Brent crude futures for May climbed by 7 cents to $86.82 a
barrel, while U.S. West Texas Intermediate (WTI) crude futures rose 6 cents to
$82.01 a barrel at 0541 GMT.
Brent rose 1.5% in Monday's session while WTI gained 1.6%
higher after Russia's government ordered companies to cut output in the second
quarter to meet a 9 million barrels per day (bpd)target to comply with pledges
to the OPEC+ consumer group.
Russia, a top three global oil producer and one of the
largest exporters of oil products, is also contending with recent attacks on
its oil refineries by Ukraine that Goldman Sachs analysts said has knocked
about 900,000 bpd of capacity offline, possibly for weeks and even in some
cases permanently.
"The impact of refining disruptions on crude prices is
mixed, with a bearish effect from the decline in refinery demand and a bullish
effect from the potential reduction in Russia oil exports," the analysts
said in a note.
After a Ukrainian drone attack on Saturday, Russian oil
producer Rosneft shut a 70,000 bpd crude unit at its Kuibyshev refinery in the
city of Samara.
While the consequences of the attacks and Russian cuts
seemed unclear, a slightly weaker U.S. dollar from the previous session
somewhat supported prices.
A weaker dollar typically makes it cheaper for oil purchases
in other currencies which could bolster overall demand.
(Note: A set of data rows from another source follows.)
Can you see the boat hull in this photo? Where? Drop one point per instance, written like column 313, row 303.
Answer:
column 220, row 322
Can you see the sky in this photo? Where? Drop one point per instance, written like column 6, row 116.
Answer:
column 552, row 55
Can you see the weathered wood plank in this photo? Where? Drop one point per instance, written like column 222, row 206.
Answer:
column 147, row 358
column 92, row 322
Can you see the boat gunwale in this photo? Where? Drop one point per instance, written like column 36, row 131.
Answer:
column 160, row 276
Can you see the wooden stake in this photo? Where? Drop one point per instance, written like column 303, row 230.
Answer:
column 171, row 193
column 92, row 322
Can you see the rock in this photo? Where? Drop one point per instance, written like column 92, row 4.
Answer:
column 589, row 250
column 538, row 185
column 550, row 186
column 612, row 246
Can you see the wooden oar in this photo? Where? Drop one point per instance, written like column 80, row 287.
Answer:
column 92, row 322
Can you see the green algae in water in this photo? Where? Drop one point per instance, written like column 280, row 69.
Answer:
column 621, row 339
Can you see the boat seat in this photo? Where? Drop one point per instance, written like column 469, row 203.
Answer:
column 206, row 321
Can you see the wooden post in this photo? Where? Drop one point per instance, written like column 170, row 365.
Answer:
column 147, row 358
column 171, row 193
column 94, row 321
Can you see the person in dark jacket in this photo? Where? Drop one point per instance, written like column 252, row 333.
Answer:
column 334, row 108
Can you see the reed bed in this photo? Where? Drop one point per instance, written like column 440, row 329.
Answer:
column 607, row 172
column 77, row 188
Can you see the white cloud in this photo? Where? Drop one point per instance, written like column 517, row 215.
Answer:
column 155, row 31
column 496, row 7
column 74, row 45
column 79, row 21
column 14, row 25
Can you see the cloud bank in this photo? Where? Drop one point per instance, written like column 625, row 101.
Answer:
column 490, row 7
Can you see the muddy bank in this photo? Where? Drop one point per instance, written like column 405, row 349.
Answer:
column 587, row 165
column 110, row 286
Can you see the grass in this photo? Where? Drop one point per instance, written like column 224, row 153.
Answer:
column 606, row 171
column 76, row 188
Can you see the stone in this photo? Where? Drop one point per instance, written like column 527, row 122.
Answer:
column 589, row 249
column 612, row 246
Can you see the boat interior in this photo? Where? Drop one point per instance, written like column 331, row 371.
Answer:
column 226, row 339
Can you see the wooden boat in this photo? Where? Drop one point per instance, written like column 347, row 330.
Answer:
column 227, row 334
"The USD may continue to face downside pressure as the
Fed is expected to cut rates later this year, which potentially offers the
bullish factor to oil prices," said independent market analyst Tina Teng.
Rising geopolitical premiums as the Israel-Gaza conflict
ongoing were also supportive of prices, though an immediate impact on supplies
in the Middle East region remains to be seen.
A positive geopolitical risk premium, as there is no clear ceasefire breakthrough between Israel and Hamas, remains a key supportive price factor for oil at this juncture, said senior market analyst Kelvin Wong at OANDA.